Re-frame Your Feedback

I have a leadership challenge for you. You will need to execute this challenge at the most foundational level of the leadership experience — in the one-on-one relationships you have with individuals on your team or in the company. The challenge relates to feedback.

I’ve found over the years that giving feedback is often not the favorite part of the leadership conversation. I believe this is true because for many of us feedback means hearing something negative. We only think about giving feedback when it’s about what someone is not doing well or about a mistake that person made or about what that person needs to do to improve. For the next week, my challenge to you is to make

Feedback = Positive

One of the things research has proven over and over again. but hasn’t seemed to make it into leaders’ thinking is the power of positive feedback. Several years ago The Corporate Leadership Council did research on the impact of one-hundred-plus performance management practices on bottom-line results and employee satisfaction. Positive feedback was one of seven practices that had significant impact on both results and satisfaction, and the impact was far greater than feedback that was focused on the negative. The ratio of positive feedback and developmental feedback that seems to have the biggest impact is about 4:1 (i.e., 4 positive, 1 negative).

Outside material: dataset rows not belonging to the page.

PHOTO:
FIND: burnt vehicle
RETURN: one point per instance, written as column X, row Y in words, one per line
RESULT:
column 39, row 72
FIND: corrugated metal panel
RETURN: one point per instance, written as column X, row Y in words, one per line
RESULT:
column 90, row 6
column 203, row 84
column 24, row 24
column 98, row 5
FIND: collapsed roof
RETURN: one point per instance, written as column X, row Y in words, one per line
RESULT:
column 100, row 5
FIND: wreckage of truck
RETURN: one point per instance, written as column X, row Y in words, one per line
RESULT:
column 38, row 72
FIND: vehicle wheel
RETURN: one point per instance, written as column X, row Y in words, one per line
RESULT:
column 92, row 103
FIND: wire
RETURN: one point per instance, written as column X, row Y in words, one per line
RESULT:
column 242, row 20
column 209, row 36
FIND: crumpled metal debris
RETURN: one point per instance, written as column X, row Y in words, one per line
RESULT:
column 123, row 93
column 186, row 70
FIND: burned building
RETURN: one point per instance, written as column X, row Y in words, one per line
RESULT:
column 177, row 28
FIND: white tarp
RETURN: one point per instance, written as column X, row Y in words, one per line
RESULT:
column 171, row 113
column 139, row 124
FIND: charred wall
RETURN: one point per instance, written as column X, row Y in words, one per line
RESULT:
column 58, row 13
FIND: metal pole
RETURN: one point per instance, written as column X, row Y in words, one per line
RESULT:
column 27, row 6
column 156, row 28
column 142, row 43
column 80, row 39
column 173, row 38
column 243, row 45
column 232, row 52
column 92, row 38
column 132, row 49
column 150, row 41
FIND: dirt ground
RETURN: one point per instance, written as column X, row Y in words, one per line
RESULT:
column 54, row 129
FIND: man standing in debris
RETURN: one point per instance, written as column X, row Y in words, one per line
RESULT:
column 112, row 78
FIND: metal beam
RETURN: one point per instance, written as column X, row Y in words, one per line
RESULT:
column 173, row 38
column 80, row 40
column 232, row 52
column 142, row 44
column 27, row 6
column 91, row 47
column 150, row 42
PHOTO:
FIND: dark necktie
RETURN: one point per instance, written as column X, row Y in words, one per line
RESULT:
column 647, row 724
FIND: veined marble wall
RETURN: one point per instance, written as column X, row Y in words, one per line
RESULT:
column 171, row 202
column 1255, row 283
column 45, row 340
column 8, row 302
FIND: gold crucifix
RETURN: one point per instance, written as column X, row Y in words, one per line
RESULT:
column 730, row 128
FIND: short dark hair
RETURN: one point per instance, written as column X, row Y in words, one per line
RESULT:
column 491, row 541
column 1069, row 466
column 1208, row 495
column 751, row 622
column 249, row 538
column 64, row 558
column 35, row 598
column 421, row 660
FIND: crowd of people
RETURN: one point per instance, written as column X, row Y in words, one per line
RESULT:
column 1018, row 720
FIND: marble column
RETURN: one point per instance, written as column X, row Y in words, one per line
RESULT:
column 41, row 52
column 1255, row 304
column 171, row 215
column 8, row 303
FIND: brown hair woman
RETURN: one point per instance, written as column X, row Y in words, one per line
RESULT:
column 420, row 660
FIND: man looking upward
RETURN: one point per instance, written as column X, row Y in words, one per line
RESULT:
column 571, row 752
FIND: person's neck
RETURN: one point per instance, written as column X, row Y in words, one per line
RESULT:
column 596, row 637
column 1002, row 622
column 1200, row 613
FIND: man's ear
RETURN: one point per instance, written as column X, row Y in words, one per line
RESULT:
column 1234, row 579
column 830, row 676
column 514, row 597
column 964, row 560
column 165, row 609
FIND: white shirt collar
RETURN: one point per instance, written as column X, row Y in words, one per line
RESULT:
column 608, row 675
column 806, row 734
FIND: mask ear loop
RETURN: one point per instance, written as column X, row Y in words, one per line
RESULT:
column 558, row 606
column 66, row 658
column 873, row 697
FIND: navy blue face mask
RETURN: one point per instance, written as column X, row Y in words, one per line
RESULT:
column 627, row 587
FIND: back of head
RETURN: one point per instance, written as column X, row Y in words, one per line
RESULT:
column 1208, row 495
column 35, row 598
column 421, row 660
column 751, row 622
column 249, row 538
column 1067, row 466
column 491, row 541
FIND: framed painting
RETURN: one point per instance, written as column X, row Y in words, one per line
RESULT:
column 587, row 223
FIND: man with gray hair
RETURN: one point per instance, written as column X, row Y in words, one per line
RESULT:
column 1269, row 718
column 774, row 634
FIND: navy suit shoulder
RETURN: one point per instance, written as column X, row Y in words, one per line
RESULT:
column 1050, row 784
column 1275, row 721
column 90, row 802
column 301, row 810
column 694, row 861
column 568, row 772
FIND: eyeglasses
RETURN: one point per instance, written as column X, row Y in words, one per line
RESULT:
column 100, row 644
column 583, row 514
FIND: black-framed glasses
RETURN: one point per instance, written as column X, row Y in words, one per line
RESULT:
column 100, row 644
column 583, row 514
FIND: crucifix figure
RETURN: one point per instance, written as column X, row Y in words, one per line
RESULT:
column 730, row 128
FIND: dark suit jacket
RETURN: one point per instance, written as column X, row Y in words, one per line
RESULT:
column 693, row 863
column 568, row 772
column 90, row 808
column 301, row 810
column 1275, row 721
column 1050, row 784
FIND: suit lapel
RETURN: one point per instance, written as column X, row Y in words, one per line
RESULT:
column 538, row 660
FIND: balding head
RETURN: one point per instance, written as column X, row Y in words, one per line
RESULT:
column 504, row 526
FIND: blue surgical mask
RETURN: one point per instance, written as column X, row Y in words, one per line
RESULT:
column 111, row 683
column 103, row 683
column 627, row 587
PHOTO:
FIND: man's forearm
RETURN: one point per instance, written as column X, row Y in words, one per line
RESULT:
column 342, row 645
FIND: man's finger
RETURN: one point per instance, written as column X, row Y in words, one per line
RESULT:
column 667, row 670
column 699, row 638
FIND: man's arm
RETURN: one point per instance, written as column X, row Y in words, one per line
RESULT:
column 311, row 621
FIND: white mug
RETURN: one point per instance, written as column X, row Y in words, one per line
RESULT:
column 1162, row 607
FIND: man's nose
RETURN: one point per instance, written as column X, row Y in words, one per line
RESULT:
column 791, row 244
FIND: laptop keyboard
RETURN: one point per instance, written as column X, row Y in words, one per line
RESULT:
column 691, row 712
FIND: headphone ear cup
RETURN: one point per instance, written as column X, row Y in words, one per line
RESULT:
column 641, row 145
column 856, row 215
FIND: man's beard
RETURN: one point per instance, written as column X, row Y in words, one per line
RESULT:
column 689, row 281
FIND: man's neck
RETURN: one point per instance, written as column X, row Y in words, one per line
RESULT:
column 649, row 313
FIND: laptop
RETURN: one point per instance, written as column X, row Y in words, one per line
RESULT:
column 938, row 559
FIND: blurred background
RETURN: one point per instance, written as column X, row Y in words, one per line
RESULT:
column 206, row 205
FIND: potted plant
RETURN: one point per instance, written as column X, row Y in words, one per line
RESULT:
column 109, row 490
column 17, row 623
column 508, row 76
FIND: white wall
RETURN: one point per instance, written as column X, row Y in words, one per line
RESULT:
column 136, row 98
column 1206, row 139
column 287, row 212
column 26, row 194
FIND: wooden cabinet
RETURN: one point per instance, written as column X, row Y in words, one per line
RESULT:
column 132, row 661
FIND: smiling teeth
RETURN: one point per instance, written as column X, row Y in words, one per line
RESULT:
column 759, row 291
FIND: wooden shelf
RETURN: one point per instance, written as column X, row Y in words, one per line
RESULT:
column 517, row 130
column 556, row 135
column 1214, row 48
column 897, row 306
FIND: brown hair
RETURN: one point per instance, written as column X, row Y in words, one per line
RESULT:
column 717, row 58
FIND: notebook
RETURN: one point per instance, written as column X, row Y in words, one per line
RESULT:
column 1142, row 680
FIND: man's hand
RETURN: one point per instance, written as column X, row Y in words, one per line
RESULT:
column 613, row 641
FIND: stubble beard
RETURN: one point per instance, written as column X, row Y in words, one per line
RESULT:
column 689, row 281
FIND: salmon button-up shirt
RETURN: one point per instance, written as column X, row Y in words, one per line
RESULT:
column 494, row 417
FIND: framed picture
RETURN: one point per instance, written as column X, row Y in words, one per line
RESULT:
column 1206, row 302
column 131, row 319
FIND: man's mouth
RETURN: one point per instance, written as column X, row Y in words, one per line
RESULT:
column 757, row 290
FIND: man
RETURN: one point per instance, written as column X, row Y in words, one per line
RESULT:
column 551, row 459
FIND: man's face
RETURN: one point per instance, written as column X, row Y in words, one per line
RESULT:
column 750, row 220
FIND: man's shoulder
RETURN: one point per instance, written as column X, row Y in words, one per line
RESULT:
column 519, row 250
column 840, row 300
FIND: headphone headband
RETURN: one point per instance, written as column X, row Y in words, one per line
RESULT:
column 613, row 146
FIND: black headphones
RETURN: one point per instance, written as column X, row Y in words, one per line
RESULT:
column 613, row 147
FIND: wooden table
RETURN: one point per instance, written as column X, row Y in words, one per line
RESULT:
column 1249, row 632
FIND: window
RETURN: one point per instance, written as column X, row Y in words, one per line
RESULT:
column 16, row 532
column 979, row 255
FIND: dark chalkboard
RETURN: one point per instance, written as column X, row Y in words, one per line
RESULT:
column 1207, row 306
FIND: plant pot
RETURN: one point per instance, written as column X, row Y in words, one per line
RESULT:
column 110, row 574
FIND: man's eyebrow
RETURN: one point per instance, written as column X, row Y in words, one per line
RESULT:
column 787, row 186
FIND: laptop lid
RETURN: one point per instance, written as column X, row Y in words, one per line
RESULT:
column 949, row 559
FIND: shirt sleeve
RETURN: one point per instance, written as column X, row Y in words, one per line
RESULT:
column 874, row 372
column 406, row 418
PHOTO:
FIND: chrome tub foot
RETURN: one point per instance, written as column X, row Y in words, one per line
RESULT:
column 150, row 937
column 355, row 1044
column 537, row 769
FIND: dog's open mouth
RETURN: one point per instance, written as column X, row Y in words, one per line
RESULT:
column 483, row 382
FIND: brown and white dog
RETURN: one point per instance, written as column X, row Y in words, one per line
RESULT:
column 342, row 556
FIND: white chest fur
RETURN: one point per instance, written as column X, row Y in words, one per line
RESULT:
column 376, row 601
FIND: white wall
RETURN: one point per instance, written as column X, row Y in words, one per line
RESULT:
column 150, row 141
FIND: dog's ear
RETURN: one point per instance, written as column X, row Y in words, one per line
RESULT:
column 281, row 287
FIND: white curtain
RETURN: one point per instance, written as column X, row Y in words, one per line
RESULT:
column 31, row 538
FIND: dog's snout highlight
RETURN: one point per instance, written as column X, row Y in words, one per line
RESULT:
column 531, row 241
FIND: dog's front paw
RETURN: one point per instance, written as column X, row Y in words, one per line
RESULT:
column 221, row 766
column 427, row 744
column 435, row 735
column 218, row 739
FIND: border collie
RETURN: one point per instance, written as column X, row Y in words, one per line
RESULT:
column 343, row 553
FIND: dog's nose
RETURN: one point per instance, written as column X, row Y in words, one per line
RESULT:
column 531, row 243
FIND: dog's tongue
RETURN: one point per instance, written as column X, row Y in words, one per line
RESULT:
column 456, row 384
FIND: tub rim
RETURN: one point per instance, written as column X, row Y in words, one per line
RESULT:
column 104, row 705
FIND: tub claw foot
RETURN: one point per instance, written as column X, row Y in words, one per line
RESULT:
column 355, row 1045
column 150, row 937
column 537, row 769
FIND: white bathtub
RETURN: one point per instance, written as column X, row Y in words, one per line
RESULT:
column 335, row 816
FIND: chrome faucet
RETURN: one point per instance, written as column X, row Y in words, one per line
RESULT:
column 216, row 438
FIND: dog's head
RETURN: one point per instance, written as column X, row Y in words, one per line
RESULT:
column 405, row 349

So, your challenge is to catch people doing something right this week. Focus on a couple of team members and try to get close to the 4:1 ratio.

When you provide your positive feedback, remember a couple of guidelines:

  • The feedback should be specific and situational. Tell them the specific situation you are talking about.
  • It should focus on behavior. What did they do or say that created a positive result?
  • It should describe the impact of their behavior. What was the positive impact they created? How did it affect you or the team or the company or the customer.
  • Avoid vague feedback like “great job” or “way to go.” One of the reasons to give positive feedback is to help someone replicate the behavior and results in the future. If he’s not sure what you’re talking about, it’s harder for him to make it happen again.